Slips and relapses among recovering addicted people are so common that I think they must be part of the overall treatment. The sad thing about a slip is not so much the return to gambling as the loss of abstinence. Through abstinence comes strength to resist temptation. Through abstinence, denial and resentment turn to honesty and gratitude. Only through long abstinence is appetite abated. When a long-time abstainer tells me he has an urge to gamble, I believe it is always because in some form or fashion, knowingly or intentionally, he has taken or fallen into some kind of gamble already. Appetite, after all, as Shakespeare knew and as science has shown, does grow with what it feeds upon. This is true for the large group of people for whom moderation is impossible. The more you eat, the more you want. Emotional eating begets more eating, drinking begets drinking, and gambling begets gambling. That’s what addiction is all about.

Addiction begets addiction.

Abstinence begets abstinence.

I suggest that drinking can lead back to gambling; not always, but often enough to suggest great caution with all addictive activities. Even a little drinking could weaken resolve and lead to a lot of gambling; a major alcohol binge would make gambling relapse even more likely.
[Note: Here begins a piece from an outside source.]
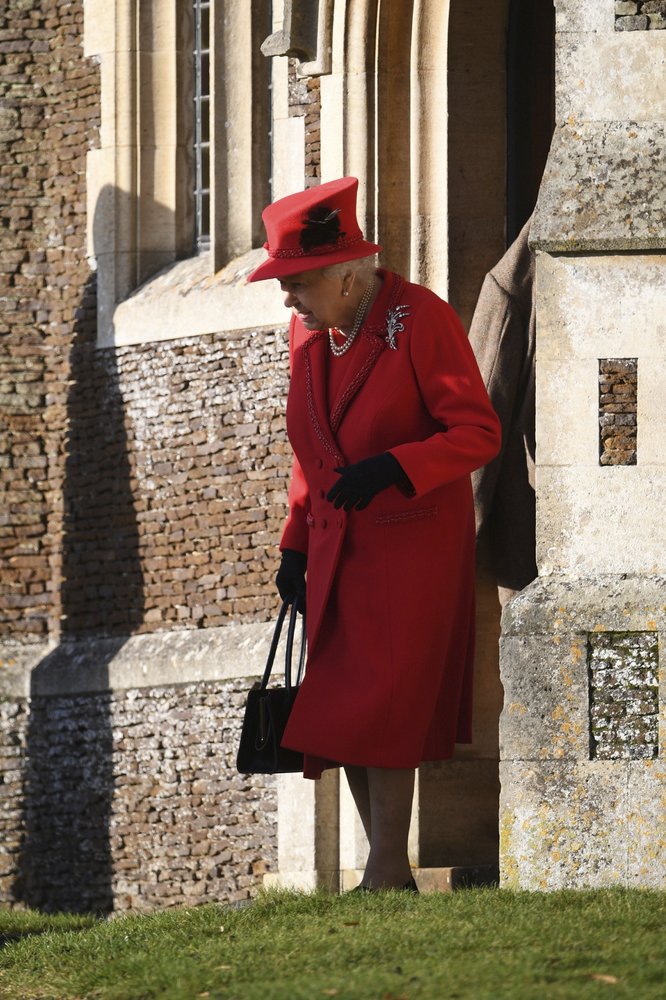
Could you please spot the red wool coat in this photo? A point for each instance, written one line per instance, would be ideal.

When abstinence puts the appetite to sleep, we must become fanatics in order to protect its slumber. If one self-imposed abstinence is good, two are better when you go about it in the right way. Fortunately, if we stay close to the Twelve Steps, we are blessed in knowing the right way to deal with all addiction.

Each time we come face to face with a life-controlling addiction, we go through the same cycle of resentment, denial, resolutions to do better, slips, self-reproach, abstinence, growth, and, finally, gratitude and service to others who still suffer. The only risk we run in working on the removal of additional addictions is that we may have a hard time telling our friends about our growing gratitude, strength, and self-respect. The humility acquired in the process sometimes gets in the way of sharing.

The severely addicted person often cannot see any future beyond the daily service of the addiction. One must work at first on faith alone in the decision to give up any addiction. That’s why surrender and obedience are necessary, and why these must always come before the development of true self-discipline.

An addiction-free life is not only possible, but also beautiful, exciting, and challenging. It may well be the ultimate high, although it is certainly not intoxication. Any lesser goal is unworthy of us. But we must believe this today on faith alone, and this is terribly difficult when we think we have so much to gain from the pleasures of the moment. Addicted people always say, “Show me and I will believe.” The only answer we can give is to have faith, let hope lead you to abstinence, and then understanding and insight beyond your dreams will come.